Bizim evimiz, Dünya Güneş Sistemi’nde bilindiği kadarıyla yaşamı barındıran tek gezegendir. Hayatta kalmamız için ihtiyaç duyduğumuz tüm şeyler uzayın havasız, soğuk boşluğundan bizleri ayıran ince bir atmosfer tabakası altında bulunmaktadır.
Dünya karmaşık, interaktif sistemlerden oluşmaktadır. Bu sistemlerin sürekli değişen bir dünya oluşturmasını anlamaya çalışıyoruz. Uzayın görüldüğü yerden itibaren, biz küresel gezegenimizi gözlemleyebiliyoruz. Bunu yapmak için okyanuslar, hava, kara ve yaşam arasındaki hassas dengeyi anlamak amacıyla yüksek hassasiyetli cihazlar kullanıyoruz. NASA uydu gözlemleri hava durumunun, kuraklığın, kirliliğin, iklim değişimini ve çevreyi, ekonomiyi ve toplumu etkileyen bir çok diğer olgunun tahmin edilmesi ve incelenmesinde yardımcı olmaktadır.
Dünya Güneş’e göre üçüncü sırada olan gezegendir ve Güneş Sistemi’ndeki en büyük beşinci gezegendir.
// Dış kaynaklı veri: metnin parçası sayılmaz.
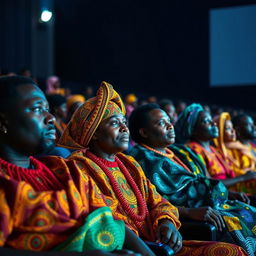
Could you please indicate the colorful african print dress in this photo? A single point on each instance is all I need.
(193, 189)
(158, 207)
(222, 168)
(74, 216)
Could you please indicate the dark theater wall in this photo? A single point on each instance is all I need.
(136, 45)
(144, 46)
Dünya’nın çapı sadece birkaç yüz kilometre daha fazladır Venüs’ten. Dört mevsimin olması Dünya’nın Güneş’in etrafındaki yörüngesinin düzlemine göre 23.45 derece eğik olmasının bir sonucudur. Yılın yarısında, kuzey yarımküre Güneş’e doğru yaklaşır ve! güney yarımküre ise uzaklaşır. Bu durumda da kuzeyde yaz oluşurken güneyde kış mevsimi yaşanır. 6 ay sonra ise bu durum tersine döner. Sonbahar ve İlkbahar başladığında, her iki yarımkürede Güneş aydınlanmasının yaklaşık olarak eşit miktarda almış olurlar.
Dünya’nın yüzeyinin %70’ini kaplayan küresel okyanus ortalama 4 kilometrelik bir derinliğe sahiptir. Sıvı fazdaki temiz su sadece dar bir sıcaklık aralığında (0 ila 100 santigrat derece) mevcuttur. Bu aralık Güneş Sistemi’ndeki tüm sıcaklıkların aralığı ile karşılaştırıldığında özellikle dardır. Atmosferdeki su buharının varlığı ve dağılımı Dünya’nın da havasından, hava durumundan fazlaca sorumludur.
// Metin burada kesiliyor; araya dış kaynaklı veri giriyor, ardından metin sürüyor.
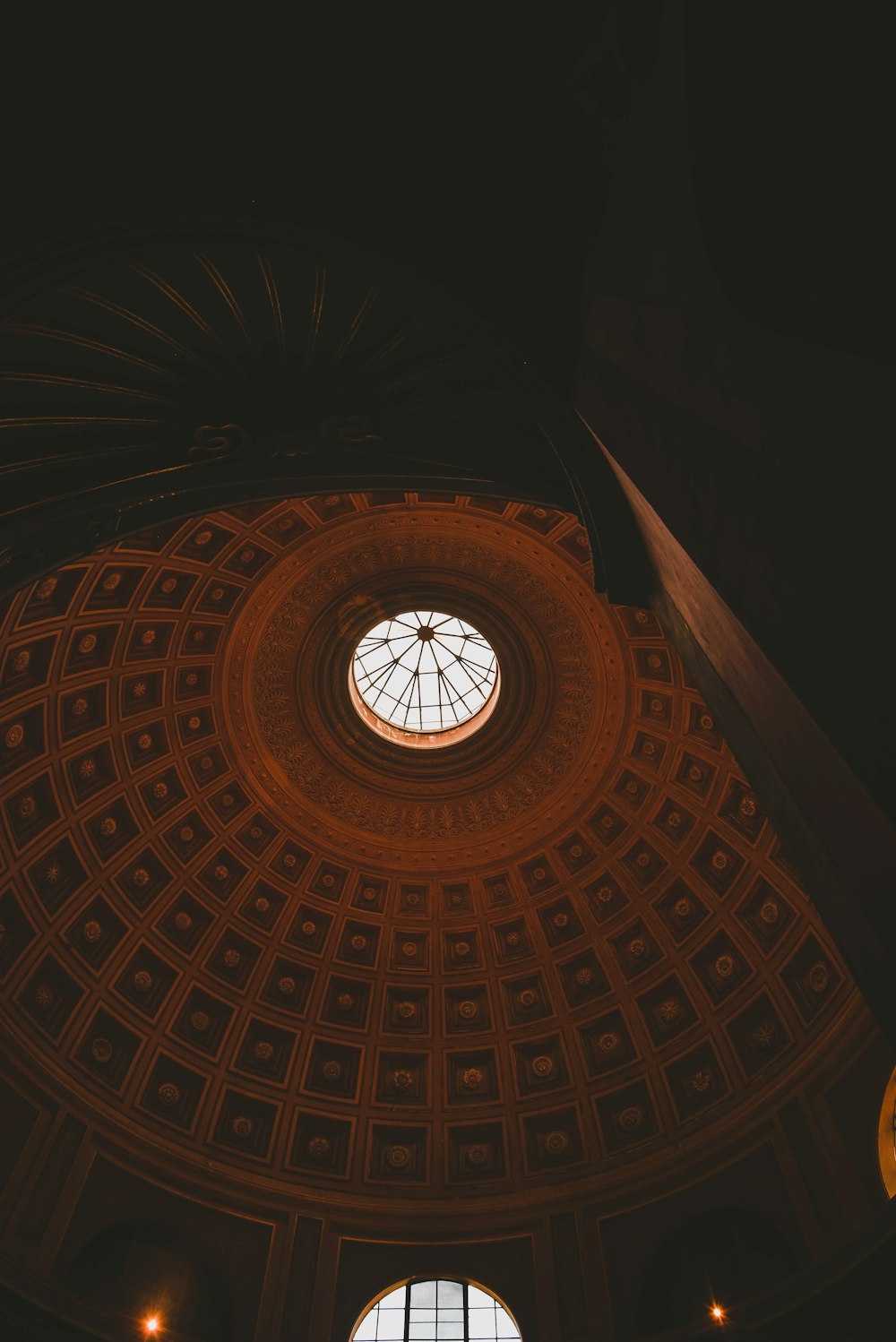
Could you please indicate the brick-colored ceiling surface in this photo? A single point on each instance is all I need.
(237, 922)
Atmosferin yüzeye yakın kısımlarında atmosfer %78 azot, %21 oksijen ve %1 diğer gazlardan oluşmaktadır. Atmosfer Dünya’nın uzuk dönem iklimini ve kısa dönem yerel hava durumunu etkiler, Güneş’ten gelen zararlı radyasyona karşı bizler için kalkan görevi görür ve yüzeye meteorlar vurmadan önce onların çoğunu yakarak bizleri korur.
Gezegenimizin hızlı dönüşü ve erimiş nikel-demir çekirdeği bir manyetik alan üretir. Bu manyetik alan güneş rüzgarının etkilerinden bizi uzaydan bir gözyaşı damlası biçimindeki var oluşuyla korur. Burada güneş rüzgarının Güneş’ten sürekli olarak atılan yüklü parçacıkların bir akışı olarak ifade edebiliriz ve Dünya’nın Manyetik Alanı ile Jeomanyetik Fırtınalar isimli yazılarımızda detaylıca konuşmuştuk. Yine de özetlemek gerekirse, güneş rüzgarından gelen yüklü parçacıklar Dünya’nın manyetik alanında tuzaklandığında, bu parçacıklar gezegenimizin manyetik kutupları üzerindeki hava molekülleri ile çarpışırlar. Bu hava molekülleri sonra parlamaya başlar ve auroralar adını verdiğimiz kuzey ve güney ışıklarını oluşturur. Auroralar hakkında bilgilere de Kutup Işıkları ve Fiziği isimli yazımızda yer vermiştik.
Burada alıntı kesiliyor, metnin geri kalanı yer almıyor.